Von links nach rechts: Bischof Dr. Matthias Ring & Bishop Pierre Whalon bei einer Eucharistiefeier auf dem ÖKT 2010 in München - Foto: Alfons Fischer

Gerade eben wurde von Seiten des Bistums unter dem Titel „80 Jahre Ökumene-Vorbild“ eine Pressemitteilung zum 80-Jahr-Jubiläum der Kirchengemeinschaft zwischen Anglikanischer Kirchengemeinschaft und den Alt-Katholischen Kirchen der Utrechter Union veröffentlicht:

Die weltweite Anglikanische Kirchengemeinschaft und die Alt-Katholischen Kirchen der Utrechter Union feiern 80 Jahre Kirchengemeinschaft

Am 2. Juli 1931 wurde in Bonn das sog. »Bonner Abkommen (Bonn Agreement)« von Vertretern der Anglikanischen Kirchengemeinschaft und der Alt-Katholischen Kirchen der Utrechter Union verabschiedet. Damit wurde die volle kirchliche Gemeinschaft (»Full Communion«) zwischen beiden Kirchen besiegelt. 80 Jahre danach gibt es lebendige und vielfältige Beziehungen zwischen beiden Kirchen auf nationaler wie internationaler Ebene. »Katholizismus zwischen Tradition und Innovation« lautet der Titel eines mit Vertretern beider Kirchen besetzten Podiumsgesprächs am 17. Juni 2011 (Beginn: 19.30 Uhr im Universitätsclub Bonn) im Rahmen der Jubiläumsfeierlichkeiten. Am 18. Juni um 11.00 Uhr findet ein feierlicher Festgottesdienst in der Bonner alt-katholischen Pfarrkirche St. Cyprian statt (Adenauerallee 61). Die Liturgie leiten der Bischof der Episcopal Churches in Europe (anglikanische Kirche), Bischof Pierre Whalon, und der Bischof des Katholischen Bistums der Alt-Katholiken in Deutschland, Bischof Dr. Matthias Ring.

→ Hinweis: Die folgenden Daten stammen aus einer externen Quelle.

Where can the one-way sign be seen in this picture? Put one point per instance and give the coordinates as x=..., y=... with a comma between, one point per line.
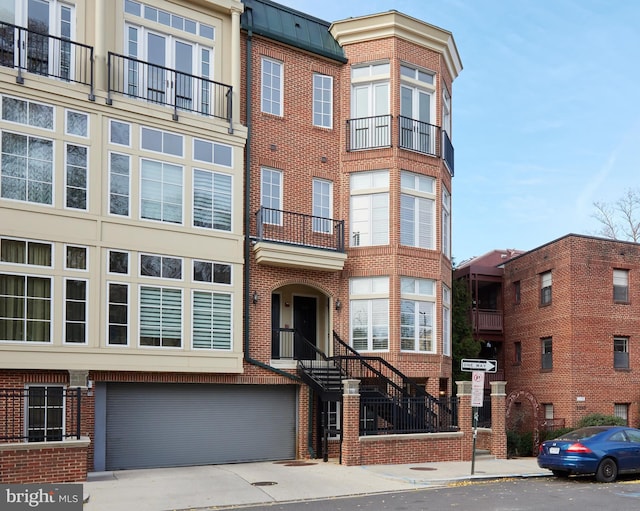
x=474, y=364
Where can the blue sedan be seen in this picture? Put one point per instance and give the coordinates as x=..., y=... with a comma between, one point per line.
x=605, y=451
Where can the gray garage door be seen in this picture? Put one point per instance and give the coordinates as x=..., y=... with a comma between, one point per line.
x=169, y=425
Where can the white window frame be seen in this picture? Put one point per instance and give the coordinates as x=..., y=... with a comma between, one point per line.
x=322, y=205
x=369, y=208
x=322, y=101
x=67, y=321
x=369, y=296
x=273, y=104
x=268, y=197
x=419, y=295
x=418, y=197
x=126, y=325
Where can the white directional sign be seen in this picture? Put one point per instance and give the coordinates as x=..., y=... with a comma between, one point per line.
x=474, y=364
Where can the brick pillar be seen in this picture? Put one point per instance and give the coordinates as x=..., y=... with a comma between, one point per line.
x=499, y=419
x=465, y=419
x=351, y=422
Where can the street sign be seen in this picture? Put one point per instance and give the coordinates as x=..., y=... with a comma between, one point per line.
x=477, y=388
x=474, y=364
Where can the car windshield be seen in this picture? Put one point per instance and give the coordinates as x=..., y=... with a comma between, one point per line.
x=582, y=433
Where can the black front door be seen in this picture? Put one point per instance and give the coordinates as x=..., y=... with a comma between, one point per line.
x=304, y=321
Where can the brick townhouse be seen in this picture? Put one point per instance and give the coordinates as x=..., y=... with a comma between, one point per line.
x=202, y=203
x=563, y=321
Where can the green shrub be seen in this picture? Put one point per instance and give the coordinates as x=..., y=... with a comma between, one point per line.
x=599, y=419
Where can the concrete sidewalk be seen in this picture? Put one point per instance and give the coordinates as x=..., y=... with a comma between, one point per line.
x=220, y=486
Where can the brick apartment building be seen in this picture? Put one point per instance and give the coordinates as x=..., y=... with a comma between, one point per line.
x=563, y=321
x=198, y=206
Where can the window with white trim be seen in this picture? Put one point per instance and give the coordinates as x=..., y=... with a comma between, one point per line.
x=213, y=273
x=160, y=191
x=45, y=413
x=322, y=205
x=417, y=210
x=211, y=320
x=75, y=311
x=76, y=257
x=271, y=196
x=25, y=315
x=322, y=100
x=417, y=315
x=446, y=223
x=369, y=208
x=369, y=310
x=26, y=168
x=160, y=317
x=271, y=87
x=76, y=176
x=118, y=314
x=212, y=200
x=160, y=266
x=119, y=183
x=446, y=321
x=621, y=286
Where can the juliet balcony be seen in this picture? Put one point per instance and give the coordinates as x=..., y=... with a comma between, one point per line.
x=295, y=240
x=31, y=51
x=178, y=90
x=382, y=131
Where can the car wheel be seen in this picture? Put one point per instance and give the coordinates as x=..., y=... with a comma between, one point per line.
x=607, y=471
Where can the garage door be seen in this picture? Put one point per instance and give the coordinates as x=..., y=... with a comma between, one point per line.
x=168, y=425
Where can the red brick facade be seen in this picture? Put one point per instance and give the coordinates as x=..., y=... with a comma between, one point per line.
x=581, y=320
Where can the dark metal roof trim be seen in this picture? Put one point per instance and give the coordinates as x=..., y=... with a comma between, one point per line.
x=291, y=27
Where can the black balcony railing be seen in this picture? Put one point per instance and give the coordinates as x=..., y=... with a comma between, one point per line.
x=418, y=136
x=40, y=413
x=158, y=84
x=369, y=132
x=298, y=229
x=47, y=55
x=447, y=151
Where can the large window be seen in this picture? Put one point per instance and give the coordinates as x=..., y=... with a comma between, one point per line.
x=271, y=98
x=25, y=308
x=211, y=320
x=322, y=101
x=417, y=210
x=446, y=223
x=45, y=413
x=160, y=317
x=271, y=195
x=621, y=286
x=26, y=171
x=211, y=200
x=369, y=208
x=547, y=353
x=322, y=205
x=417, y=308
x=369, y=307
x=545, y=288
x=621, y=352
x=161, y=191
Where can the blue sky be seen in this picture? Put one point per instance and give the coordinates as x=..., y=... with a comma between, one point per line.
x=546, y=112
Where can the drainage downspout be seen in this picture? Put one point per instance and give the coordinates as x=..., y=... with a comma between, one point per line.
x=247, y=212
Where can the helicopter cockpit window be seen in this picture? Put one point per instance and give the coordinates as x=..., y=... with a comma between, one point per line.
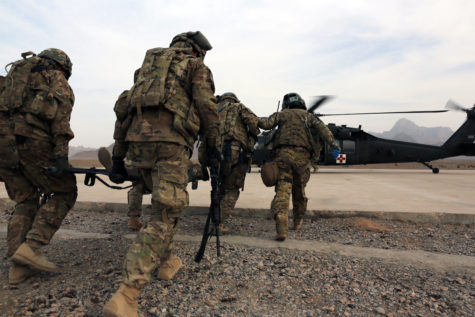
x=349, y=146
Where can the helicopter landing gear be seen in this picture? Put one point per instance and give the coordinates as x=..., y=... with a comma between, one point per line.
x=435, y=170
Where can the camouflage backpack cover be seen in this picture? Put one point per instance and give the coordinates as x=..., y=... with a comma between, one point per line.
x=12, y=94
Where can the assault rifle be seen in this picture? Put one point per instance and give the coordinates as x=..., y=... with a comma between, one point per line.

»Uns verbindet so vieles«, meint Bischof Whalon. »Wir sind beides Katholiken der ungeteilten Kirche des 1. Jahrtausends.« Dies bringt auch der erste des insgesamt drei Sätze umfassenden »Bonn Agreement« zum Ausdruck: »Jede Kirchengemeinschaft anerkennt die Katholizität und Selbständigkeit der anderen und hält die eigene aufrecht.« In Zeiten wortreicher ökumenischer Erklärungen ist die Bonner Erklärung mit ihren drei kurzen, aber ungemein prägnanten Sätzen und der gegenseitigen Offenheit für die Verschiedenheit des jeweils anderen Partners noch immer ein ökumenisches Vorbild.

Auch Bischof Dr. Ring betont die gemeinsame Sendung beider Kirchen: »Unser Auftrag ist es, einen modernen Katholizismus zu leben, ohne für beide Kirchen wesentliche katholische Traditionen über Bord zu werfen.«
Mit diesen katholischen Tradition vereinbar ist sowohl nach Ansicht der Anglikaner wie der Alt-Katholiken zum Bespiel die Zulassung von Frauen zu allen geistlichen Ämtern. In beiden Kirchen gibt es Diakoninnen und Priesterinnen, in den anglikanischen Kirchen in den USA und Australien auch  Bischöfinnen.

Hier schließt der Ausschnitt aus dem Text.